4. Do not limit your “meal” to “snacks”
When I say this, I don’t mean to stray from the tried-and-true method of noshing on everything you would otherwise pay a phenomenal amount at a restaurant for (particularly if placed on a wooden board). What I mean is to consider each and every morsel of edible anything as part of a collective “meal.” Ice cream? A meal. Chips, olives, and leftover chicken? A meal. Cereal? A meal. Kraft Dinner out of the pot? A delicious meal. Peanut butter on a spoon? Dessert. But particularly if chased by chocolate sauce, chocolate milk, Sweet Tarts, leftover Ferrero Rocher from Christmas, and a sleeve of raspberry turnover cookies which are criminally underrated.
The latter of which, must be consumed in bed.
5. Consume while watching a TV show about cooking and/or food, the type you will never, ever make yourself because who has the goddamn time
Exactly.
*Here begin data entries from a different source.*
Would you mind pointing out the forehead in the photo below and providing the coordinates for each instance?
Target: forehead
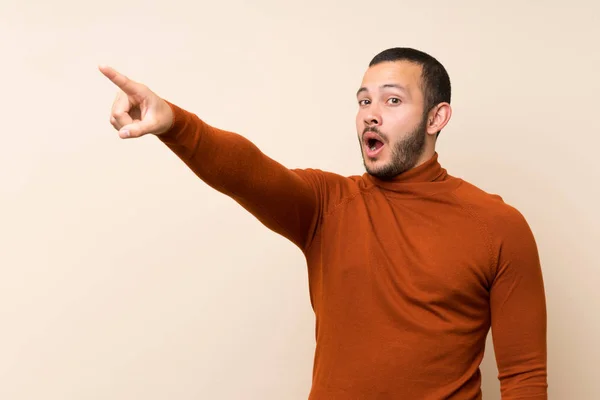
(401, 73)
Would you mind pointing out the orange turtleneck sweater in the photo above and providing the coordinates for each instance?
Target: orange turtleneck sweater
(406, 276)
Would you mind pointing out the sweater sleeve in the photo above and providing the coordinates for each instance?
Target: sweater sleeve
(287, 201)
(518, 311)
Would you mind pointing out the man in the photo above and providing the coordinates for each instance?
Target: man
(409, 267)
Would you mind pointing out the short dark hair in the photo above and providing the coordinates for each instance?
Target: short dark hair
(435, 82)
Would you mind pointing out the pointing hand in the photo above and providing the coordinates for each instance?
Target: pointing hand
(136, 110)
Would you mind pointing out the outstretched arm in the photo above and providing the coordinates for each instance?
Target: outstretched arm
(518, 309)
(287, 201)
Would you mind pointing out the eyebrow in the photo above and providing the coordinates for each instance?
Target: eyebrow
(386, 86)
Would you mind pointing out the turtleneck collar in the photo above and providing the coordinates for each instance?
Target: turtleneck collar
(426, 178)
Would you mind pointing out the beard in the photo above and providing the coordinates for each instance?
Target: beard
(404, 154)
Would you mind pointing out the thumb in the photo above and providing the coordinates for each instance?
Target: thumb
(137, 129)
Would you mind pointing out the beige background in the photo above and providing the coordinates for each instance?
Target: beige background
(122, 276)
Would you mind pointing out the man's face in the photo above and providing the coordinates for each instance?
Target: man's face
(391, 123)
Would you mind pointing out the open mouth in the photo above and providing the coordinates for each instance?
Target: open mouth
(373, 143)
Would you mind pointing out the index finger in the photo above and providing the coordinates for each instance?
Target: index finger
(123, 82)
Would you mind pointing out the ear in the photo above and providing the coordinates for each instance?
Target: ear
(438, 117)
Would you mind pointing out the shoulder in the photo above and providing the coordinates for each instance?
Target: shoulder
(332, 188)
(509, 233)
(490, 208)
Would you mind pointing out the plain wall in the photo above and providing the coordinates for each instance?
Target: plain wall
(123, 276)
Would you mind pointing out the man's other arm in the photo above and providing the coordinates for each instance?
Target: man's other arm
(518, 310)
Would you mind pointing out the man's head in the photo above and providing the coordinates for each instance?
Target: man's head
(404, 102)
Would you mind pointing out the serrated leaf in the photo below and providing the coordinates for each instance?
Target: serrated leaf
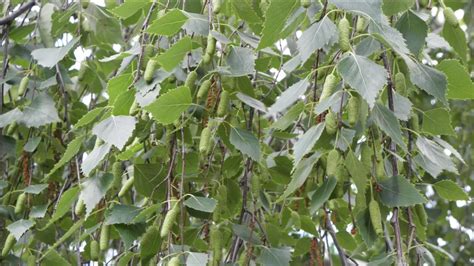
(397, 191)
(169, 24)
(460, 85)
(437, 122)
(201, 203)
(49, 57)
(289, 96)
(322, 194)
(72, 149)
(362, 74)
(428, 79)
(115, 130)
(18, 228)
(449, 190)
(169, 106)
(320, 34)
(301, 173)
(306, 142)
(245, 142)
(386, 120)
(275, 19)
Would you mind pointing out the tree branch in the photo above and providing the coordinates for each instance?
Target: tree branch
(9, 18)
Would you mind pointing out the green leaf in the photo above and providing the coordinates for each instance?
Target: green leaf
(118, 85)
(147, 178)
(169, 24)
(245, 142)
(392, 7)
(275, 19)
(174, 55)
(397, 191)
(322, 194)
(129, 8)
(275, 256)
(386, 120)
(363, 75)
(437, 122)
(169, 106)
(201, 203)
(94, 189)
(40, 112)
(35, 189)
(449, 190)
(240, 62)
(414, 30)
(94, 158)
(301, 173)
(19, 227)
(289, 96)
(428, 79)
(460, 85)
(121, 214)
(72, 149)
(456, 37)
(306, 143)
(115, 130)
(434, 155)
(49, 57)
(320, 34)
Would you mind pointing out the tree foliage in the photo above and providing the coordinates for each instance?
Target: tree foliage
(268, 132)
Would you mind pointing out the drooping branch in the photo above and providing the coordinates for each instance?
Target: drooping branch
(9, 18)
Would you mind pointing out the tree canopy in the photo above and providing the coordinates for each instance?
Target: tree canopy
(236, 132)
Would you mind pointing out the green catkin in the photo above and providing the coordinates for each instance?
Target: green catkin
(80, 208)
(421, 213)
(20, 203)
(126, 187)
(8, 245)
(361, 24)
(169, 218)
(331, 123)
(204, 89)
(216, 6)
(191, 80)
(328, 87)
(150, 71)
(94, 250)
(215, 242)
(174, 261)
(305, 3)
(104, 237)
(333, 162)
(223, 104)
(11, 128)
(23, 85)
(414, 122)
(353, 108)
(450, 17)
(85, 3)
(82, 71)
(400, 84)
(375, 217)
(205, 140)
(344, 28)
(211, 45)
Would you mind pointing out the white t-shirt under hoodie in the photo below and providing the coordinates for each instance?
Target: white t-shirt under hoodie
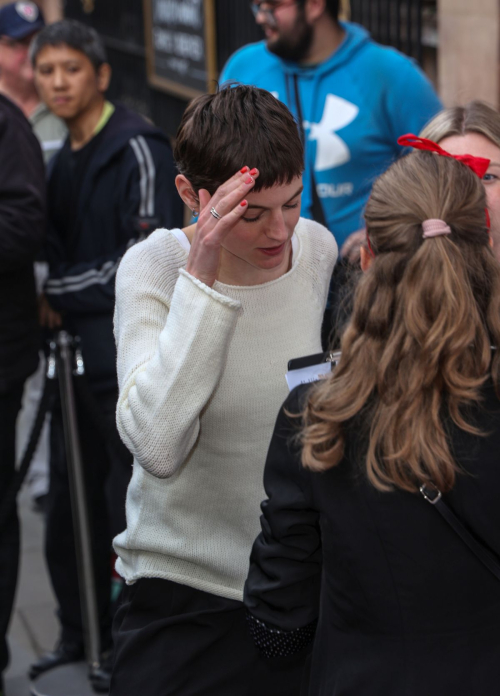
(202, 376)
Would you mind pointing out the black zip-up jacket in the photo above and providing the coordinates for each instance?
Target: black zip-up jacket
(22, 229)
(128, 190)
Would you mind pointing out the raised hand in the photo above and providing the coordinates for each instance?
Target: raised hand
(219, 215)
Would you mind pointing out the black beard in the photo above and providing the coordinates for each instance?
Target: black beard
(294, 48)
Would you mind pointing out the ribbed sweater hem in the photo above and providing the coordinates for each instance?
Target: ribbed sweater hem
(158, 570)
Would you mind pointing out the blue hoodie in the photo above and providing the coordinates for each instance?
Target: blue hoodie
(354, 105)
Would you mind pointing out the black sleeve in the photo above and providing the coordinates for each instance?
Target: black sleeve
(147, 199)
(283, 585)
(22, 192)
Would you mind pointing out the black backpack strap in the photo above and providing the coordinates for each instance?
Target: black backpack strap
(434, 497)
(317, 209)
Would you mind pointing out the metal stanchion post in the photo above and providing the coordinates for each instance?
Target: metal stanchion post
(65, 371)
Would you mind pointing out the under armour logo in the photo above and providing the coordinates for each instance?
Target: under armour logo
(27, 10)
(331, 151)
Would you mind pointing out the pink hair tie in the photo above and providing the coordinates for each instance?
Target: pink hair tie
(435, 228)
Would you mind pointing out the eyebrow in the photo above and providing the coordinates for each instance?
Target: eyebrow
(263, 207)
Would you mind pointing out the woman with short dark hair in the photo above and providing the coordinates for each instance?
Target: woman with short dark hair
(206, 321)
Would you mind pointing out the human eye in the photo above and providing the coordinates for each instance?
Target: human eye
(254, 219)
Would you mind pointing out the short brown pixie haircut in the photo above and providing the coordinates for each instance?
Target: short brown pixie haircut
(236, 127)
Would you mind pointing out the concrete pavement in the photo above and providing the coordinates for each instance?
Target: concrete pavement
(34, 628)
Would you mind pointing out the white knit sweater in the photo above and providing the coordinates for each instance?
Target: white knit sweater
(202, 376)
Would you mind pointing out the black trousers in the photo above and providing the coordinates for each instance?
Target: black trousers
(173, 640)
(108, 467)
(10, 404)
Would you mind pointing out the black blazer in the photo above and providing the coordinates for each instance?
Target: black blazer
(404, 608)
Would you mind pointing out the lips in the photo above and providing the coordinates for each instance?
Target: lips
(273, 251)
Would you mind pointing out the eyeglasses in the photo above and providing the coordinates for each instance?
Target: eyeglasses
(257, 7)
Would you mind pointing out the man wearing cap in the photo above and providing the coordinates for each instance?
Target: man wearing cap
(19, 22)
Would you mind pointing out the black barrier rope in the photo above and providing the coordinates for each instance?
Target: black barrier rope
(45, 406)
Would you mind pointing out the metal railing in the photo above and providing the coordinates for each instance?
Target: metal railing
(395, 23)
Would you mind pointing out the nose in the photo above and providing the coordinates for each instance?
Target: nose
(277, 230)
(59, 81)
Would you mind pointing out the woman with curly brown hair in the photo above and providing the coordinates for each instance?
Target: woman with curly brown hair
(350, 550)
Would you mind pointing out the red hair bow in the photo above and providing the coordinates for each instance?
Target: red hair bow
(479, 165)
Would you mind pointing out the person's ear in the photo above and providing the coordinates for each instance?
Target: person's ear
(103, 77)
(314, 10)
(187, 193)
(366, 258)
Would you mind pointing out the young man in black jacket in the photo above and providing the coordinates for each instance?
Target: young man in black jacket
(22, 228)
(111, 184)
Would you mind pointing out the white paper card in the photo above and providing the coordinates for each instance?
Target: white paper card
(306, 375)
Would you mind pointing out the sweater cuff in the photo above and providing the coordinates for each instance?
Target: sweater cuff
(223, 299)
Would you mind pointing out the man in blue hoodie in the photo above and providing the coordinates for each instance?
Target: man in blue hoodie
(352, 99)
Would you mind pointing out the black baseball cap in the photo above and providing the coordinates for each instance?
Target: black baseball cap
(20, 19)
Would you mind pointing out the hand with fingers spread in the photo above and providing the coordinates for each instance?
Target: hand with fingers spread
(219, 215)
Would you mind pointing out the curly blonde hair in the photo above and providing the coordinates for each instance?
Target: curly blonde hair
(418, 345)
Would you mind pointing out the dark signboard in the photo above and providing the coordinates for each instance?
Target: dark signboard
(180, 42)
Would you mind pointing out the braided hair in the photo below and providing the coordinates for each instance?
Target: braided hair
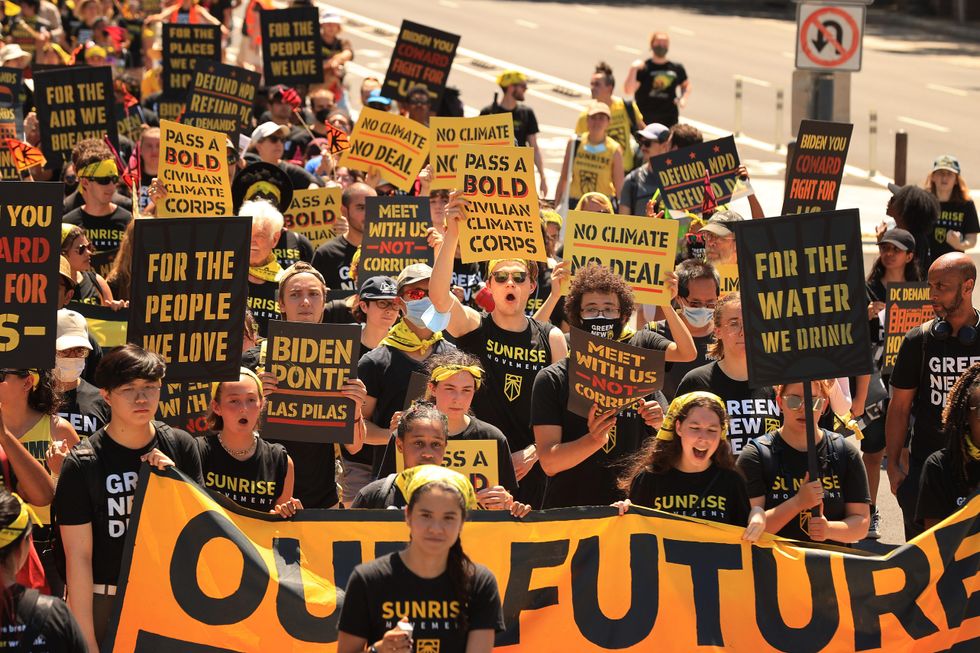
(956, 424)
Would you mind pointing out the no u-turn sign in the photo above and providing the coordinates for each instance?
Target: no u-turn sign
(828, 36)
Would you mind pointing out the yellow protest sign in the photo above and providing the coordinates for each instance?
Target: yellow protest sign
(313, 212)
(728, 278)
(194, 169)
(393, 145)
(447, 135)
(223, 578)
(474, 459)
(503, 220)
(639, 249)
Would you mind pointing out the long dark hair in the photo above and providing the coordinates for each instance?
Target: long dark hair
(659, 456)
(459, 567)
(956, 425)
(9, 511)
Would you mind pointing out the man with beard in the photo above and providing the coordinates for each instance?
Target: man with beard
(931, 358)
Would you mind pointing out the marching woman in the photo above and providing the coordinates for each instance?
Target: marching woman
(688, 469)
(235, 460)
(952, 474)
(29, 622)
(775, 466)
(430, 590)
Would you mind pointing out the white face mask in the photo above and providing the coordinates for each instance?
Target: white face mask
(67, 370)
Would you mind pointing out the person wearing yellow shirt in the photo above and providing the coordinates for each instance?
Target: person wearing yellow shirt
(593, 161)
(625, 118)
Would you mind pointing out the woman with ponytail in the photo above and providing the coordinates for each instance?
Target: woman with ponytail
(952, 474)
(28, 621)
(430, 590)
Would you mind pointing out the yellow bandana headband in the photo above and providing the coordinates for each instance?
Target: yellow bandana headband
(16, 528)
(243, 372)
(413, 479)
(668, 430)
(104, 168)
(443, 372)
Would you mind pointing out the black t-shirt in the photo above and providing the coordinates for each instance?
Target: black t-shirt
(953, 216)
(674, 372)
(299, 177)
(292, 247)
(716, 494)
(263, 302)
(85, 409)
(941, 492)
(59, 633)
(751, 411)
(476, 430)
(381, 592)
(525, 122)
(658, 90)
(788, 470)
(255, 483)
(119, 467)
(593, 481)
(933, 375)
(104, 231)
(386, 373)
(332, 259)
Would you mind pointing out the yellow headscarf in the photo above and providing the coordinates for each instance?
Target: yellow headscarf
(413, 479)
(16, 528)
(668, 428)
(103, 168)
(443, 372)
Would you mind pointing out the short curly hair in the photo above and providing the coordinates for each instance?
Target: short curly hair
(597, 278)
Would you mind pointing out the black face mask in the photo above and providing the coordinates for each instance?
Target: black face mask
(602, 327)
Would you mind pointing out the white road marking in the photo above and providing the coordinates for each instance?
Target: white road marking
(947, 89)
(922, 123)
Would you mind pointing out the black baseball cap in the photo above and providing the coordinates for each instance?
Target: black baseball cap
(900, 239)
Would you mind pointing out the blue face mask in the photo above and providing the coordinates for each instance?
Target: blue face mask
(423, 314)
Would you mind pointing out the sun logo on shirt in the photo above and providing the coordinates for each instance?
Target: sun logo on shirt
(512, 386)
(428, 646)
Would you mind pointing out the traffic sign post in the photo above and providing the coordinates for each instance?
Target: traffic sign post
(829, 35)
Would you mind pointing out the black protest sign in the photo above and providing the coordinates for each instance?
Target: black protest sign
(11, 122)
(291, 51)
(394, 235)
(220, 98)
(680, 174)
(74, 104)
(817, 166)
(30, 245)
(907, 305)
(612, 375)
(804, 306)
(185, 406)
(311, 363)
(183, 47)
(190, 283)
(423, 55)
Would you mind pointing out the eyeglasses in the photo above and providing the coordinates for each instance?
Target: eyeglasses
(604, 312)
(502, 277)
(795, 402)
(104, 181)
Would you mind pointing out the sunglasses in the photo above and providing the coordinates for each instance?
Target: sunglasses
(502, 277)
(104, 181)
(795, 402)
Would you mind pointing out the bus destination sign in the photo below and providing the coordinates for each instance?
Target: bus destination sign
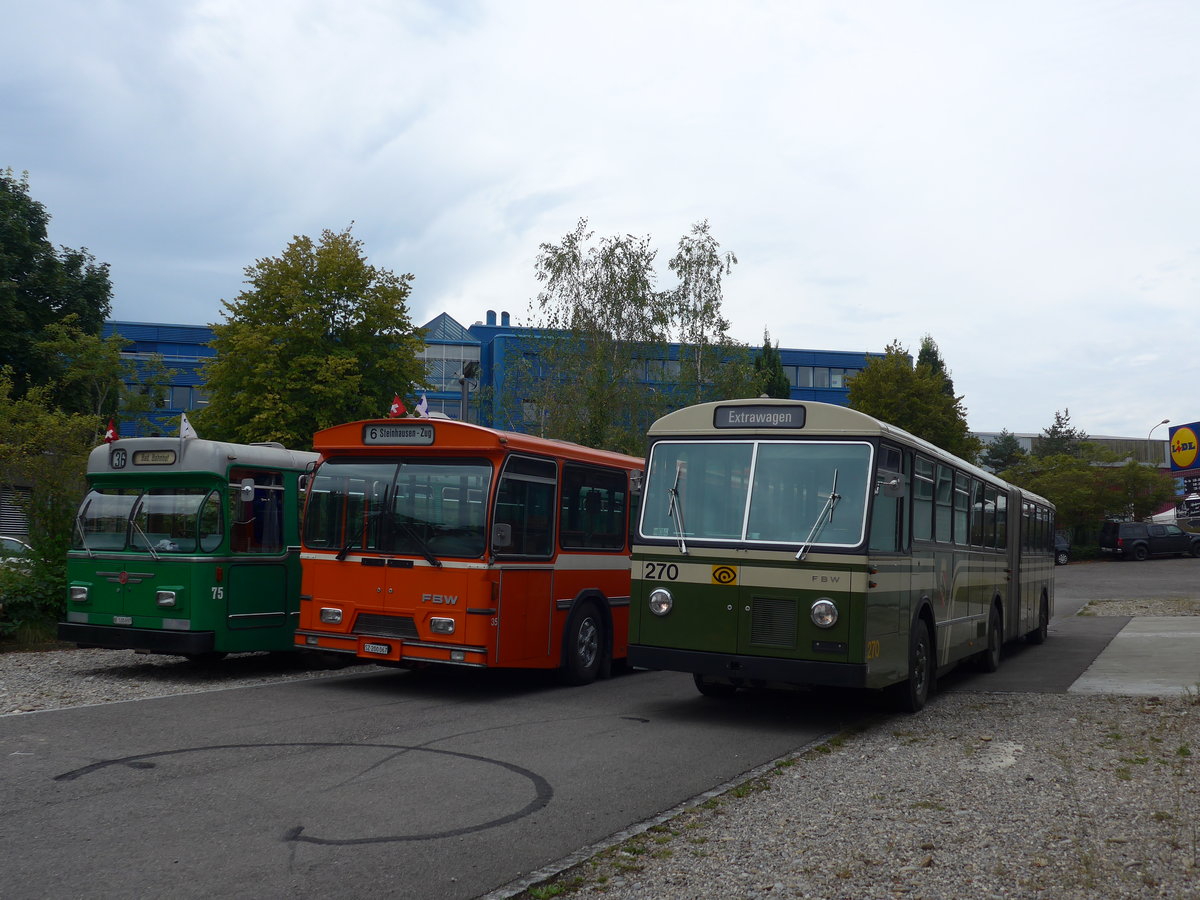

I mean, technically we all have 24 hours in the day, but even if you only work for 30 minutes of those 24 hours, some of us would rather eat the contents of a stranger’s lawn than assemble a meal from scratch. (In my defense, I did try cooking last week and made the most disgusting lemon-butter sauce known to man – so offensive, FYI, that even my saintly mother said, “Oh my God, that’s terrible” and complained for at least an hour about how she couldn’t get rid of the aftertaste.)
The purpose of this activity is to make you appreciate the souls who feed you on a regular basis: restaurant owners, cooks, grocery store employees, delivery drivers, Mrs. Fields, Mr. Pretzel, Auntie Anne, Sbarro, and any friend or family member whose invited you for dinner. Then, after you savour this moment (see what I did there?) cave in and begin scrolling through a delivery app – only to fall asleep, phone in hand, half-eaten chocolate bar melting next to you.
6. Stock up on midnight snacks
I say this as a person who, last night, drank an Instant Breakfast for dinner because I had a headache and was PMSing. Thus, imagine my true commitment to Tired Woman when I awoke sometime between midnight and 3pm, famished and even more irritable. This is why I keep granola bars/a tiny box of Fruit Loops/cookies in a Tupperware within arm’s reach of bed, eclipsed only by the sheer majesty of the time I saved a leftover McDonalds apple pie for a late night treat.
And yet, this is so much more than a snack; so much more than an attempt to fill one’s (digestive) void with a tote bag of snacks. This is the continuation of dinner: another course in a long line of courses, defined entirely by what is nearby and what you will settle for. Fatigue means never having to justify eating whatever you want whenever you want to eat it. And by “fatigue” I mean “being alive” because under no circumstances do you need to justify what you consume, thank you. Especially when tired, but especially at any other time.